AKP değişiklik teklifine BDP ile (Ne yaman çelişkidir bu.) olumlu oy vereceğini açıklamıştır. İki partinin oyları Anayasa’nın aradığı beşte üç oy oranına ulaşamamaktadır ve böylece referandum kaçınılmaz olacaktır.
Anayasa değişiklik teklifinin referandumda çoğunluk tarafından kabul göreceği kesin değildir. En başta AKP’ye oy vermiş seçmenler bu değişikliğin önemli bölümlerine karşıdır. AKP’ye oy vermiş bir çok şehit ana babası vardır ve bunlar AKP’yi, PKK tutumundan dolayı asla affetmeyecektir. Ayrıca Meclis’te temsil edilsin edilmesin bütün diğer partiler bu değişikliğe “hayır” oyu vereceklerdir. Fethullah cemaatinin nasıl davaranacağı bilinmemekle birlikte onların da bir Tayyip diktatörlüğüne razı olacaklarını sanmıyoruz.

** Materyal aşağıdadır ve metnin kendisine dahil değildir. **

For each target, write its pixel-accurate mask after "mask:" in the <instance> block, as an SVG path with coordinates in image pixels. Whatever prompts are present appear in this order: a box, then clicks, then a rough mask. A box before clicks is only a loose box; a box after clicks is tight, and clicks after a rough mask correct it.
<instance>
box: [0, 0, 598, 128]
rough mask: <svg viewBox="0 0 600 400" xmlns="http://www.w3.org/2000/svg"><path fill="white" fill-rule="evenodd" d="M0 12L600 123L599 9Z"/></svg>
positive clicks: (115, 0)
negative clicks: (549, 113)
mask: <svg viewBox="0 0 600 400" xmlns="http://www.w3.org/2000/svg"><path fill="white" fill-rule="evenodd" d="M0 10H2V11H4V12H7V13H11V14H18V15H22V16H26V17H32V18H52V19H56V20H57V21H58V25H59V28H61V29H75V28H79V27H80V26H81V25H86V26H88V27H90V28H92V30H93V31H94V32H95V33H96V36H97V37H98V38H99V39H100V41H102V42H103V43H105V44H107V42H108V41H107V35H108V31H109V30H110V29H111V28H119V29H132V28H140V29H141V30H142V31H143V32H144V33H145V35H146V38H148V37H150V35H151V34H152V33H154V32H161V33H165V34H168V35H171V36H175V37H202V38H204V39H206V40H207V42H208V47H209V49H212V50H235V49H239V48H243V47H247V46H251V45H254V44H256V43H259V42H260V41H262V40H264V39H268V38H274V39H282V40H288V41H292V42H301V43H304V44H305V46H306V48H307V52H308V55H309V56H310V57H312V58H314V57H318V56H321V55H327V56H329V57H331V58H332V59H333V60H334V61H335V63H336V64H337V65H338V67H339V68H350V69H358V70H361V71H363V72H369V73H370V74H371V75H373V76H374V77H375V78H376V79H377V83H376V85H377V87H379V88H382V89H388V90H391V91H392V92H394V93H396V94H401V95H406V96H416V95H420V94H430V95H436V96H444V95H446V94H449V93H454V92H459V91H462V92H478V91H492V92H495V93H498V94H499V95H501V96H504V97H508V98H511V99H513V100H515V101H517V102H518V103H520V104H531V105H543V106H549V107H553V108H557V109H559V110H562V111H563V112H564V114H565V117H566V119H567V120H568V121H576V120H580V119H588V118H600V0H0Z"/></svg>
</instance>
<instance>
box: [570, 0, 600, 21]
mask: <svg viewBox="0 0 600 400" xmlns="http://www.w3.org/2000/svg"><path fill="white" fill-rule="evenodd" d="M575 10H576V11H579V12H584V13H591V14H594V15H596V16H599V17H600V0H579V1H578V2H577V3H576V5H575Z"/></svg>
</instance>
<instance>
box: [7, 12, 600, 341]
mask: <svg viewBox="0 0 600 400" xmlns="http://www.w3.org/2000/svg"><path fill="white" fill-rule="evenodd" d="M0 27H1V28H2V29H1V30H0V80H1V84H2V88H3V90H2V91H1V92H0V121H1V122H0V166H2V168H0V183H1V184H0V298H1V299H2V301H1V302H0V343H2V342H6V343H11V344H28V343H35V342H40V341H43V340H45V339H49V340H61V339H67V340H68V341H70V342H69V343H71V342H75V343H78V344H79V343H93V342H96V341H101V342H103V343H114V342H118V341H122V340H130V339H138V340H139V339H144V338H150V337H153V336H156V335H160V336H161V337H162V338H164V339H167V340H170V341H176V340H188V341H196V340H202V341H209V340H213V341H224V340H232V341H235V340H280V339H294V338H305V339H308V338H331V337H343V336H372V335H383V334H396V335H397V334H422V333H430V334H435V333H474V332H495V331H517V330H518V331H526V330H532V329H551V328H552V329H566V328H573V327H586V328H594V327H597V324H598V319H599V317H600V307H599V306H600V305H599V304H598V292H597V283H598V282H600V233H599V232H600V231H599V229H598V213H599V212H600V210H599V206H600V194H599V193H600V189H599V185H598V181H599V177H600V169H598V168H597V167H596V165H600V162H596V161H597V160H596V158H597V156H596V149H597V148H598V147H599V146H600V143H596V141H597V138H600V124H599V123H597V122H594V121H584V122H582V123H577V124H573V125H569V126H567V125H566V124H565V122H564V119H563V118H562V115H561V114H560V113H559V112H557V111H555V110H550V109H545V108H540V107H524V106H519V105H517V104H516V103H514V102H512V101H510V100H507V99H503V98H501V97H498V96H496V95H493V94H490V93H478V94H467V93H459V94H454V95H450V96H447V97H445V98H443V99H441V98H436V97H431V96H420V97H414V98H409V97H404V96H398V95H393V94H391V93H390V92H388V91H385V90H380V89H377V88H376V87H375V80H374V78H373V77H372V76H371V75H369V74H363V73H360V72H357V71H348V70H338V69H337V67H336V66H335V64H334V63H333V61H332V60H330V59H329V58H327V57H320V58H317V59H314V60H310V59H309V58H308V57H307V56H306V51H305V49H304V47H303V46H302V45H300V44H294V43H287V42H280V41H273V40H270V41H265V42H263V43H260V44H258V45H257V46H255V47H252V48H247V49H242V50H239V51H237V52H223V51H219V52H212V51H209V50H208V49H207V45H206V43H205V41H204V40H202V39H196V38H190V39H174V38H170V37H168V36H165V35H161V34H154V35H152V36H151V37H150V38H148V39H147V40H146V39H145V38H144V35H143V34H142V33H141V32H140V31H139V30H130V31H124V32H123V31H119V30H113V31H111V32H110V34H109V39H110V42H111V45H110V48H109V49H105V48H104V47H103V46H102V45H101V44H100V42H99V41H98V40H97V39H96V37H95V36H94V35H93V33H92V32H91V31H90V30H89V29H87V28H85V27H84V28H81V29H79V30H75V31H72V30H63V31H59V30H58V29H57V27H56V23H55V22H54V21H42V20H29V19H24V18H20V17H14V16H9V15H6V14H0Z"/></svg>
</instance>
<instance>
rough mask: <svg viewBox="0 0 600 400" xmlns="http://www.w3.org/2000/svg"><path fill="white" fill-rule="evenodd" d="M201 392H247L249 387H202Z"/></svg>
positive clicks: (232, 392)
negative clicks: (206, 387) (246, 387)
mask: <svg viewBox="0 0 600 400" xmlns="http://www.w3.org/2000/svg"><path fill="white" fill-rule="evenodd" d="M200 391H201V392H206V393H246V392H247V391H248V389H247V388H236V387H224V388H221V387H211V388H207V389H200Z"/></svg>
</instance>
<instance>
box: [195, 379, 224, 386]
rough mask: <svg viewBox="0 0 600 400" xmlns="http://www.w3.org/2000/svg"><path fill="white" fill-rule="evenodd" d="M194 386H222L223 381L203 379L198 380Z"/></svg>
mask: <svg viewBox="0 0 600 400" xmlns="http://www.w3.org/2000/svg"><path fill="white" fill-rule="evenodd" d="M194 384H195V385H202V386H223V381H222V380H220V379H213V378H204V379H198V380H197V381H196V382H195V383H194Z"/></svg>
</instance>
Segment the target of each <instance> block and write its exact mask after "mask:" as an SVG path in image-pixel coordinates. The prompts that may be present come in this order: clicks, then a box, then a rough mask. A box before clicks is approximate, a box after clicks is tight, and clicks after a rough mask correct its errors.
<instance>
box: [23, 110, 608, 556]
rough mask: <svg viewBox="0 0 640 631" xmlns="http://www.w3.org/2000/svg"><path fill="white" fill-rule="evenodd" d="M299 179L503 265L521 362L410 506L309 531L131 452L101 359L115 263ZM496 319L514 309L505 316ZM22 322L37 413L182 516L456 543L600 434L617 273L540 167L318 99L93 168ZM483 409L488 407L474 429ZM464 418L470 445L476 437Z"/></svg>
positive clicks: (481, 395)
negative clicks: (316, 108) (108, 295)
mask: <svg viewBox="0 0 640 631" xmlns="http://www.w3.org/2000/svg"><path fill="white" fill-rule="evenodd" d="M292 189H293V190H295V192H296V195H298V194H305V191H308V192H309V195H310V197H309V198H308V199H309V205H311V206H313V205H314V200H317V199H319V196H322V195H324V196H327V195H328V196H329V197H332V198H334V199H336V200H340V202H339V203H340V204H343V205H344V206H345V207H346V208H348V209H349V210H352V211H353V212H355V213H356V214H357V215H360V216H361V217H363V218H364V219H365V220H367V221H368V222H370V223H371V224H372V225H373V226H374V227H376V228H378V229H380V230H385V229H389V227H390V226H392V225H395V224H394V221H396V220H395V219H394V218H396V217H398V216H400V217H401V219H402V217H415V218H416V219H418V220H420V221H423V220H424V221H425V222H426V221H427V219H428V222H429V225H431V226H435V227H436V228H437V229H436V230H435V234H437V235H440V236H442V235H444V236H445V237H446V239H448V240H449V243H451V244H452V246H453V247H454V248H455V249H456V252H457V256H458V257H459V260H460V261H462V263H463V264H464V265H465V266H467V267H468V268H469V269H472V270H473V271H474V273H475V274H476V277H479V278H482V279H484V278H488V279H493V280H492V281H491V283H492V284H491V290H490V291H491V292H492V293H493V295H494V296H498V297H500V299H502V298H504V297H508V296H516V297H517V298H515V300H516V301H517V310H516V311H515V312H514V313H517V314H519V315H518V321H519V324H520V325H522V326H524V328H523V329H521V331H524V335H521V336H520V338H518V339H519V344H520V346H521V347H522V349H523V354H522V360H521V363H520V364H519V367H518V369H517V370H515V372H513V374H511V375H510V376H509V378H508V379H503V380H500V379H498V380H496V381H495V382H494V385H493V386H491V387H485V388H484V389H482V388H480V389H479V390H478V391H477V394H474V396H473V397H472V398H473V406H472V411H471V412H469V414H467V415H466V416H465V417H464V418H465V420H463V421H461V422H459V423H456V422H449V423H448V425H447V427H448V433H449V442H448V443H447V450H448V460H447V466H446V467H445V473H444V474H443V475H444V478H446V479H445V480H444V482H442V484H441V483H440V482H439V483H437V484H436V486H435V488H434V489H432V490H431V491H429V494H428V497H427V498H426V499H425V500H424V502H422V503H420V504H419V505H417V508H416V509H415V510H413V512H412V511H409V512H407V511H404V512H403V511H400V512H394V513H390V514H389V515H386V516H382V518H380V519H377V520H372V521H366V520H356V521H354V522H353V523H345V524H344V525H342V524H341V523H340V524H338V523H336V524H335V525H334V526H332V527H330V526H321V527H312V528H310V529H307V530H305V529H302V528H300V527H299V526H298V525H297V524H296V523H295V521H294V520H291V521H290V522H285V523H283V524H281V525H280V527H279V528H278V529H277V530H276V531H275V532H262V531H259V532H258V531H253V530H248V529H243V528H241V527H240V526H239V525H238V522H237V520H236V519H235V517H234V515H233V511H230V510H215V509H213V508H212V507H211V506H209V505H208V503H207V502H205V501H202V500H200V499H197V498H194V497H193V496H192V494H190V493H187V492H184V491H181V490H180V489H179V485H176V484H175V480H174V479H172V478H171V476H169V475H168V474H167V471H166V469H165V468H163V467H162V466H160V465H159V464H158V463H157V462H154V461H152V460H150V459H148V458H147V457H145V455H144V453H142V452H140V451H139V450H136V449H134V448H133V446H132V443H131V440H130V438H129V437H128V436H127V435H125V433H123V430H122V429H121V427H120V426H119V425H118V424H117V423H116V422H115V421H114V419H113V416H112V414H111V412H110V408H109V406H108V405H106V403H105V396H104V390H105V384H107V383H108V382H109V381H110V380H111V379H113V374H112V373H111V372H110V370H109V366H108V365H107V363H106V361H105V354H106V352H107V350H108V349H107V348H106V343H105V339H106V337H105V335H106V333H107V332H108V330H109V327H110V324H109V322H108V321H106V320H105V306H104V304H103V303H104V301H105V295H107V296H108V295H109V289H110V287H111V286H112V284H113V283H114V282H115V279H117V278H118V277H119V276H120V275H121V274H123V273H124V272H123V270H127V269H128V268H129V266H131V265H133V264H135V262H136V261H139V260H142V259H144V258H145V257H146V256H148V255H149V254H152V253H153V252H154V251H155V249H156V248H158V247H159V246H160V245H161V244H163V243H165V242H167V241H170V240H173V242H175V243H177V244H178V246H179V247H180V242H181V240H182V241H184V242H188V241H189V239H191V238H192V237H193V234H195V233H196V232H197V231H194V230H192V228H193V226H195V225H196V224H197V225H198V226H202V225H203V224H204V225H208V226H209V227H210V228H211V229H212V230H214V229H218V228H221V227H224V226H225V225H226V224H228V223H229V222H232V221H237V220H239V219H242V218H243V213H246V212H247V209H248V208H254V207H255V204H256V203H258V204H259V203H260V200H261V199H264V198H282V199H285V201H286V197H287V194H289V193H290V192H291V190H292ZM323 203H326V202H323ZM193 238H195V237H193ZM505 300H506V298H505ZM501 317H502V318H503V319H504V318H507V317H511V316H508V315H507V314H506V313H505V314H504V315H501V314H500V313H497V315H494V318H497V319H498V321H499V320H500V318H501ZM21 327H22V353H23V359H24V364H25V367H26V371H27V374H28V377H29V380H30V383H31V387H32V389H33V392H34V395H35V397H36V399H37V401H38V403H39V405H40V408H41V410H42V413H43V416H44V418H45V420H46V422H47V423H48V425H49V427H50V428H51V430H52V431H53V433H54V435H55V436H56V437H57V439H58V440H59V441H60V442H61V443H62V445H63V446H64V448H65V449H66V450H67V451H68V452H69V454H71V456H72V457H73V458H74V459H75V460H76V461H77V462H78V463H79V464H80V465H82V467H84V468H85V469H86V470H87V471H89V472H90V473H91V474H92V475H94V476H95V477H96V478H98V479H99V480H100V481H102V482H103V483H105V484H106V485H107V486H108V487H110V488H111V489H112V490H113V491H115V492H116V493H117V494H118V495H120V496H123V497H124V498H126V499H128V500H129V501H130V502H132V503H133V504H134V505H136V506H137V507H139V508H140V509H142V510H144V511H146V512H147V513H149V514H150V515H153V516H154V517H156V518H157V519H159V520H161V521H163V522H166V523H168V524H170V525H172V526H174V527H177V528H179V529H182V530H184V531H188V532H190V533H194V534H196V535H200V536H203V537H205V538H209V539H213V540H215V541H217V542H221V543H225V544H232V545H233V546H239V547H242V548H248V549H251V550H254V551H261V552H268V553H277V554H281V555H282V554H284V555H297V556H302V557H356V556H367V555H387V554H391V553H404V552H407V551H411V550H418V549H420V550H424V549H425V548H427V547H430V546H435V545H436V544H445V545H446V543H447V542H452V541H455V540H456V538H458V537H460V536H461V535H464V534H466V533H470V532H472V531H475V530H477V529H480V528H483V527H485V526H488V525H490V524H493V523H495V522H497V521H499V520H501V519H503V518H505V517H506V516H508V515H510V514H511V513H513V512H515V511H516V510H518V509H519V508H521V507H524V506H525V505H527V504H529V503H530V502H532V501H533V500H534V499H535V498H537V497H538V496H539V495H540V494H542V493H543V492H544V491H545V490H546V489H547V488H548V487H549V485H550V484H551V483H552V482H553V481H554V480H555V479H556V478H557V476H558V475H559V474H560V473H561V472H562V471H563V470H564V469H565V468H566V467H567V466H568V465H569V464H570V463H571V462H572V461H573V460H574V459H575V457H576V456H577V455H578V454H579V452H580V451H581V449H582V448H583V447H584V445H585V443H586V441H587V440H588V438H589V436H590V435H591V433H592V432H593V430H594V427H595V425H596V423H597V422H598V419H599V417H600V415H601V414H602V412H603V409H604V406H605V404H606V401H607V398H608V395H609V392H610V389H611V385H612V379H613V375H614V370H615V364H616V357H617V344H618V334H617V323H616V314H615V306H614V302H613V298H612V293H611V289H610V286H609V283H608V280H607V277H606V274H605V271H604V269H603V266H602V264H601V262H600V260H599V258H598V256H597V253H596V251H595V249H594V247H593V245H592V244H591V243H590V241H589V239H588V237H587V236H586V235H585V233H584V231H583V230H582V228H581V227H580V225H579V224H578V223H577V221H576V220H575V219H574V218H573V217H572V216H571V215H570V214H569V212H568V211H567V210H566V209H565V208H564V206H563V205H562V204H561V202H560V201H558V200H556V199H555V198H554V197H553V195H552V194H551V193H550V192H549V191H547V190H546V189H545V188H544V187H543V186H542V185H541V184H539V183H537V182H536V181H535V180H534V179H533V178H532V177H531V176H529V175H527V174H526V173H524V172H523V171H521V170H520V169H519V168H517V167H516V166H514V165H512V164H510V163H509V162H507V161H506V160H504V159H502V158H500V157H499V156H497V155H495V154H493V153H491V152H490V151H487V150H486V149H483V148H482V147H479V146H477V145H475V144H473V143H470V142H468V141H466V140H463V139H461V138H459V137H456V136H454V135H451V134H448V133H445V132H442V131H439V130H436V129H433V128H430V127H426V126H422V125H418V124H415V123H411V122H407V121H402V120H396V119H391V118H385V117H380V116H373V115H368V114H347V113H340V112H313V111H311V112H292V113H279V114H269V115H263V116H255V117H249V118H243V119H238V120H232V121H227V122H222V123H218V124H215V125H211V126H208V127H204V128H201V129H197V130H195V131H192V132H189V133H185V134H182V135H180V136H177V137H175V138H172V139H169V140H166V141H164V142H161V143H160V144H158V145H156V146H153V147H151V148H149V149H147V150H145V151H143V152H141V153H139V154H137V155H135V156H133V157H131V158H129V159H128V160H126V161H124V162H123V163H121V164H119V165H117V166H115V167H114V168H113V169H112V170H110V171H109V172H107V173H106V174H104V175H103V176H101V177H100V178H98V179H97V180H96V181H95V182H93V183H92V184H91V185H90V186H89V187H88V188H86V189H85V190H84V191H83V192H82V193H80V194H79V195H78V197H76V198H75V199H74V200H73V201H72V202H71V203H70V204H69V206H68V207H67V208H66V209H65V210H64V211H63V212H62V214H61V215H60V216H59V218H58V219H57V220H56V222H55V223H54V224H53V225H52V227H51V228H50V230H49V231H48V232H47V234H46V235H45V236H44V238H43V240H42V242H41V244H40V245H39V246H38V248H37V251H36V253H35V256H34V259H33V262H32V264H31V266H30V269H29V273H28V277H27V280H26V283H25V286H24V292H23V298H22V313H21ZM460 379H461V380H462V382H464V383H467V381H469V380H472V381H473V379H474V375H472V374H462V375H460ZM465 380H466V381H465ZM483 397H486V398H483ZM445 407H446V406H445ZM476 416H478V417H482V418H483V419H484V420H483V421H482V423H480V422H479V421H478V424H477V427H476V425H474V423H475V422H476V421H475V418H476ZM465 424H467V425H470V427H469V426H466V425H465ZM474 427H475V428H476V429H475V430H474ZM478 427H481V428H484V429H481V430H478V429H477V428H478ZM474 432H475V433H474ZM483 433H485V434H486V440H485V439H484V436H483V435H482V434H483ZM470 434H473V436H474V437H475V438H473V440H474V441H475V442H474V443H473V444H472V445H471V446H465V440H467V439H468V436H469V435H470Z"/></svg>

Diyelim ve varsayalım ki, Anayasa değişikliği referandumda kabul edildi ve Cumhurbaşkanlığı seçimine gidildi. Iki aday olacağı kesin gibidir. Bu adaylardan Tayyip kindar, kavgacı, Amerika’ya teslim olmuş, ülke bağımsızlığına duyarsız aday olarak bilinecektir. Gül daha yumuşak, daha uyumlu olmaya meyyal ve uzlaşmacı kimliği ile anılacaktır. Her ikisi de aynı dağın yeli ve aynı ağacın dallarıdır ama seçmenin Gül’ü seçme olasılığı daha ağır basmaktadır. CHP, MHP, ÖDP, diğer partiler ve cemaatin Gül’e oy vereceğini sanıyoruz. Böyle bir durum, AKP’nin hayallerinin iskambilden bir şato gibi yıkılması anlamına gelecektir ve Tayyip siyasetteki etkisini önemli ölçüde yitirecek ve karizması çizilmiş olacaktır. Bu sonuç Tayyip’in siyasetten çekilmesine, AKP’nin bölünmesine neden olacak ve yapılacak genel seçimde AKP iktidarı son bulacak ve koalisyon dönemlerinin başlamasına neden olabilecektir. Böyle düşünmemizin nedeni Cumhurbaşkanlığı seçimini kaybetmiş ve karizması çizilmiş bir eski Başbakan’ın artık siyaset sahnesinden çekilme zorunluluğudur. Tayyip gider, kavga biter ve ülke huzura kavuşur diye düşünüyoruz.